Nizhnii Novgorod had a strong history of a middle-class economy which defied the traditional distribution of social strata, so heavily promoted by the Soviet Marxist historians throughout the 20th century. This class mixing was a result of the heavy levels of commerce which defined the city. Official records of occupations show that there were thousands of artisans and many thousands more middle class workers, including 5,000 soldiers, in a twon of 41,000. There was everything from gingerbread makers (4 masters and 18 workers and apprentices) to organ and piano makers (4 masters and 10 workers and apprentices), in addition to a strong focus on ironworks (343 master blacksmiths and 79 workers and apprentices), a legacy which would turn into the heavy industry later in the century (Evtuhov 110).
These people were the litmus test of social life in Nizhnii Novgorod, and provide a colorful portrait of the commercial vibrancy which is more characteristic of Russia than is often popularly assumed. A recent author bemoans the stereotypical and
dreadfully inaccurate portrayal of Russia than as characterized exclusively by an agricultural mode of production” (Evtuhov 113). Russians, even in the medieval period, were involved in trade and small-scale production, and it was these activities which they turned to after the collapse of the Soviet Union.
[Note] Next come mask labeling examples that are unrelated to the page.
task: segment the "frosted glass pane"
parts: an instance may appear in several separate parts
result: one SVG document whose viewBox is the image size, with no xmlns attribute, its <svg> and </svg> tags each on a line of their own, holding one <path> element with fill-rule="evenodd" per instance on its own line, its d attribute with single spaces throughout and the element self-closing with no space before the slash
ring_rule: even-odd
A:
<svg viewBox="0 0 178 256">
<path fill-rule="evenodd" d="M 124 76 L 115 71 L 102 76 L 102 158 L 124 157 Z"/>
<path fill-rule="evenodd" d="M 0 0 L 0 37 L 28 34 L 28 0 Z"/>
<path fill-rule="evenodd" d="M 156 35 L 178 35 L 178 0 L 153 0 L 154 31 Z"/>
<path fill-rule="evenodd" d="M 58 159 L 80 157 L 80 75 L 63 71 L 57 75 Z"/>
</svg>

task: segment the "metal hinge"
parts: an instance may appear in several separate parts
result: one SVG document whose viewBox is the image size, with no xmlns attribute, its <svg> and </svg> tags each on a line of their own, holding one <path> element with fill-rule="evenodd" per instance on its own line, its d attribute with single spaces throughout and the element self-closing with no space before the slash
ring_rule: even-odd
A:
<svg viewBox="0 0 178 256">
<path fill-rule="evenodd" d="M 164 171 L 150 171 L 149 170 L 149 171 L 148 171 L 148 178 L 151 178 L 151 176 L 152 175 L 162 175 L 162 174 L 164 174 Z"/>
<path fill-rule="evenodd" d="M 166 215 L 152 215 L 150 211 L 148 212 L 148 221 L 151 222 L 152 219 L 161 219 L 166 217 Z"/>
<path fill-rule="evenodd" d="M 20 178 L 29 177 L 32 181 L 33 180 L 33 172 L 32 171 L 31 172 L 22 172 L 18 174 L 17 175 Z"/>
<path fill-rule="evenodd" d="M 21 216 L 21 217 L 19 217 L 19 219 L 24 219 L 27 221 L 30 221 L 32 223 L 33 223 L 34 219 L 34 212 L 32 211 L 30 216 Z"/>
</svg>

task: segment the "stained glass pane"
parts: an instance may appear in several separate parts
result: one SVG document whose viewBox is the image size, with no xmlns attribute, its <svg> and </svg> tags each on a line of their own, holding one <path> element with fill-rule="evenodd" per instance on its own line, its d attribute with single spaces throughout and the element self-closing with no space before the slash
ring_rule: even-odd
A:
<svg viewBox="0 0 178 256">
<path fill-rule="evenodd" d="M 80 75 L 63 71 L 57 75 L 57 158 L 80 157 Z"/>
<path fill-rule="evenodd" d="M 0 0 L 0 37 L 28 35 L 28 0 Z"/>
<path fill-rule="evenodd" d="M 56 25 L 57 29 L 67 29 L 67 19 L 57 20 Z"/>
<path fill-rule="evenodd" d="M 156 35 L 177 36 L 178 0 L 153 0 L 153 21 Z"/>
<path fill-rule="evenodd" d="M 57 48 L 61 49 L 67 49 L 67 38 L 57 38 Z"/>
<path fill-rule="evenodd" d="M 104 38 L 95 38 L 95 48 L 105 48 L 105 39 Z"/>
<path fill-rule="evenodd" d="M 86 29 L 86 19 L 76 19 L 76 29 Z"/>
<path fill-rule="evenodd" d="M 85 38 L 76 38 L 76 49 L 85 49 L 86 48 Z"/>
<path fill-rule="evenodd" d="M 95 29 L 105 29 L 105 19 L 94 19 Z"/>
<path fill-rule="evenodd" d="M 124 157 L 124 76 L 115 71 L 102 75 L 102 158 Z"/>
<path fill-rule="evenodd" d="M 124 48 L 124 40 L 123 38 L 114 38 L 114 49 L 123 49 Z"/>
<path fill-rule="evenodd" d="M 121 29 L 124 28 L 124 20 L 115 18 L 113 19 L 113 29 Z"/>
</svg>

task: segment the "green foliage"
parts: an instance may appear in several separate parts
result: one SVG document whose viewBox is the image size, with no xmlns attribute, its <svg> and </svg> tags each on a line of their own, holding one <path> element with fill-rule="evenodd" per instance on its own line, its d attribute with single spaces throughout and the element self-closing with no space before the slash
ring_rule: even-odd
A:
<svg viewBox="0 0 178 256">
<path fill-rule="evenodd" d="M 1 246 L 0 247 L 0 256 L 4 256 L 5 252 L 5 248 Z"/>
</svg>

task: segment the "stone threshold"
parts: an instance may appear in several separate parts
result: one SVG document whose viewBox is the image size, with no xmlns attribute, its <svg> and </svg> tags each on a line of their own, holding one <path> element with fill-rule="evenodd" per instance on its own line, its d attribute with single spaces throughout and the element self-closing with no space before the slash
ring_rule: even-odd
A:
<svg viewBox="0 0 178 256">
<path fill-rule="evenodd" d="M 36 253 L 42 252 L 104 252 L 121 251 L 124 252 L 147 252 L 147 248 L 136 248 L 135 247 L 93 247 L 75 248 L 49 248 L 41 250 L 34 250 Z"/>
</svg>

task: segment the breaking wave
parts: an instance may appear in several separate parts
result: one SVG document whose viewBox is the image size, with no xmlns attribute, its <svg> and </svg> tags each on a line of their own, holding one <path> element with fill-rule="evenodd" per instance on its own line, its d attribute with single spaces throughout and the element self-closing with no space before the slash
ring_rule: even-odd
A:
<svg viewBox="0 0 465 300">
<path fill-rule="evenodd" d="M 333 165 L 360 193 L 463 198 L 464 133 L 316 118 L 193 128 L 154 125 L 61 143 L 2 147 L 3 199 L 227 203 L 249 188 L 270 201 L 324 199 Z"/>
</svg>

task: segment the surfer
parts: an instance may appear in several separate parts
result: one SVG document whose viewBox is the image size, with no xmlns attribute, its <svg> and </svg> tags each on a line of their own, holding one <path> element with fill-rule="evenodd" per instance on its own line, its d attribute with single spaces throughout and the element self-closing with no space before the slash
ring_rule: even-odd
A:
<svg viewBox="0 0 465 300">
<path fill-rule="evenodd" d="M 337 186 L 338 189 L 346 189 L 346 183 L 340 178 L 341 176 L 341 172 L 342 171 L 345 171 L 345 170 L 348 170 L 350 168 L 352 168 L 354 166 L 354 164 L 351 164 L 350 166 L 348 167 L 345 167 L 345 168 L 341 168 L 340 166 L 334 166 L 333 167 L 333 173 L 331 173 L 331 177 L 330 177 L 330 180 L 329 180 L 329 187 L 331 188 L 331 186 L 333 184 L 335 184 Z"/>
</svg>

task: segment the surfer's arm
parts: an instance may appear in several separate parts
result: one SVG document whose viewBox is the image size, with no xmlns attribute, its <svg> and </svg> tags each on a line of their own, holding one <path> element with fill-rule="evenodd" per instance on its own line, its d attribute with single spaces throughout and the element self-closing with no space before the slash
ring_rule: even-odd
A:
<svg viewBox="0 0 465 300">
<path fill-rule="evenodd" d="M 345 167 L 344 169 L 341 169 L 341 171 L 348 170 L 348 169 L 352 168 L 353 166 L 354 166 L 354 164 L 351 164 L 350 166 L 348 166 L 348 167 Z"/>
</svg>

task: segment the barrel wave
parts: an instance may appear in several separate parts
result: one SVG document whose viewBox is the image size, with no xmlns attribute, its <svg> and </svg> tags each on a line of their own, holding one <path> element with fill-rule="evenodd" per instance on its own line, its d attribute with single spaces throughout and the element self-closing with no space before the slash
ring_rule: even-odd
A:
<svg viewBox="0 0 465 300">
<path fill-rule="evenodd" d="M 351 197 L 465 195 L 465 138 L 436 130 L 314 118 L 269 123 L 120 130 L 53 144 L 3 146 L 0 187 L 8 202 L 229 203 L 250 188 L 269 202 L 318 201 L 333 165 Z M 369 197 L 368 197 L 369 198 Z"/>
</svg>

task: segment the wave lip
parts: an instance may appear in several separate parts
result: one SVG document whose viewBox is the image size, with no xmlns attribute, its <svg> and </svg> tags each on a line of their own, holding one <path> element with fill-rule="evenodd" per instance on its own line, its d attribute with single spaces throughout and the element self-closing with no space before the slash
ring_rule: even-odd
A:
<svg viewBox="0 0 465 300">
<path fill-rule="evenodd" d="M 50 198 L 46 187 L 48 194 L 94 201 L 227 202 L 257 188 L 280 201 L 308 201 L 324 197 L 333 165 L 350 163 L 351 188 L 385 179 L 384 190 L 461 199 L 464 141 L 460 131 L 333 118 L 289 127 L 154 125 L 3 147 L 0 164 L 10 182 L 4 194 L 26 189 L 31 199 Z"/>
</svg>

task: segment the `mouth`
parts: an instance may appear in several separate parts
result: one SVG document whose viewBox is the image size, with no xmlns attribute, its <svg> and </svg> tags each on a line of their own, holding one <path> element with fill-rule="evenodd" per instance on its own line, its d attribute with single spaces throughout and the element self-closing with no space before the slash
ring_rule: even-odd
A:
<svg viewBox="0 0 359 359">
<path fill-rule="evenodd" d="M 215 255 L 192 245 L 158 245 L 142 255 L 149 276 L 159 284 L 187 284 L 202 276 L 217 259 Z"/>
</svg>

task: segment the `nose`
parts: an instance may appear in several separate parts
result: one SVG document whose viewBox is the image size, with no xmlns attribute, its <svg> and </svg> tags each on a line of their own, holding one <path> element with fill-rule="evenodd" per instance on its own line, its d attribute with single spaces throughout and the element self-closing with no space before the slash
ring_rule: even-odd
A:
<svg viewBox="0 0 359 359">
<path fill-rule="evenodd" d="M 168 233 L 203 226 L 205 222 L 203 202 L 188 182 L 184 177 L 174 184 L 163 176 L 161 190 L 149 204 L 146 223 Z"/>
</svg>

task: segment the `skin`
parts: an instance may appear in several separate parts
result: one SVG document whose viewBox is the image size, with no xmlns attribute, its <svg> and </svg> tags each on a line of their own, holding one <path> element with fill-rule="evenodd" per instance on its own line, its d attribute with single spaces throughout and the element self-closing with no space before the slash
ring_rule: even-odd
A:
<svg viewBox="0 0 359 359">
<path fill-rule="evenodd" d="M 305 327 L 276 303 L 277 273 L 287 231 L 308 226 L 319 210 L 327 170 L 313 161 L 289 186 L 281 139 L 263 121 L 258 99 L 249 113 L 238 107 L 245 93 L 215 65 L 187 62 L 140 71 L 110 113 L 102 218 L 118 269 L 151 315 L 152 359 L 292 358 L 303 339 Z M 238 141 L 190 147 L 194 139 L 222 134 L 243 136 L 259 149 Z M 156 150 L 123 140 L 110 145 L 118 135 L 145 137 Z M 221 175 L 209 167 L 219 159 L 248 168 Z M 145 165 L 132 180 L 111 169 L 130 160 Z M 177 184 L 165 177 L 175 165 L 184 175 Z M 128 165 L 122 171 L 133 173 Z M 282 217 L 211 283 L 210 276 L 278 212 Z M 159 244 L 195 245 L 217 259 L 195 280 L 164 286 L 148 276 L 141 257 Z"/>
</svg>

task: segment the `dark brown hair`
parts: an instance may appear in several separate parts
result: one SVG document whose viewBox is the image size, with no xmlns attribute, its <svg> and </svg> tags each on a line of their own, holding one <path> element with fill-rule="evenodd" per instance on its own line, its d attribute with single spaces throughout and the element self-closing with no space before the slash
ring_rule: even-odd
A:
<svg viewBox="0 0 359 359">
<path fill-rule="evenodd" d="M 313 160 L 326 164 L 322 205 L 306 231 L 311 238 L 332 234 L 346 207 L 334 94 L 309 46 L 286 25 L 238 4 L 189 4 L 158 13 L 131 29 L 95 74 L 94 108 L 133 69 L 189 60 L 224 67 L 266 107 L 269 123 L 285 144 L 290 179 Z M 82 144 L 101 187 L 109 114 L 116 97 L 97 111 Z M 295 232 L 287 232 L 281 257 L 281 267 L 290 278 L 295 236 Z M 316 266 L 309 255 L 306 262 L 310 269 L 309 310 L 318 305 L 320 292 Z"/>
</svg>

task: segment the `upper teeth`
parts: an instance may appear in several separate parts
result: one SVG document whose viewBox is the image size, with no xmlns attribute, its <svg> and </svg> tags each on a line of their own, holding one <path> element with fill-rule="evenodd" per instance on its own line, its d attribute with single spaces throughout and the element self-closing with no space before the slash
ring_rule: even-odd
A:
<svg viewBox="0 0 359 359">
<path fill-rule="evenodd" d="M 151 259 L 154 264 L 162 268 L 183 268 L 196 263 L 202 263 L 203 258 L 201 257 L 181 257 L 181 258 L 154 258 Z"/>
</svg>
Furthermore, it is interesting to note that the official records make no tally of religious affiliation. Doing so provides a fascinating look into the diversity of Nizhnii Novgorod (or at least more diversity than might be expected). Among the inhabitants there were 39,784 Orthodox, 260 Old Believers, 1 Armenian-Gregorian, 471 Roman Catholic, 364 Protestant, 354 Jewish, and 173 Muslim, worshipping in fifty five different churches (Evtuhov 113). Nizhnii Novgorod both defies the stereotype, while also revealing that the stereotype was not entirely accurate after all.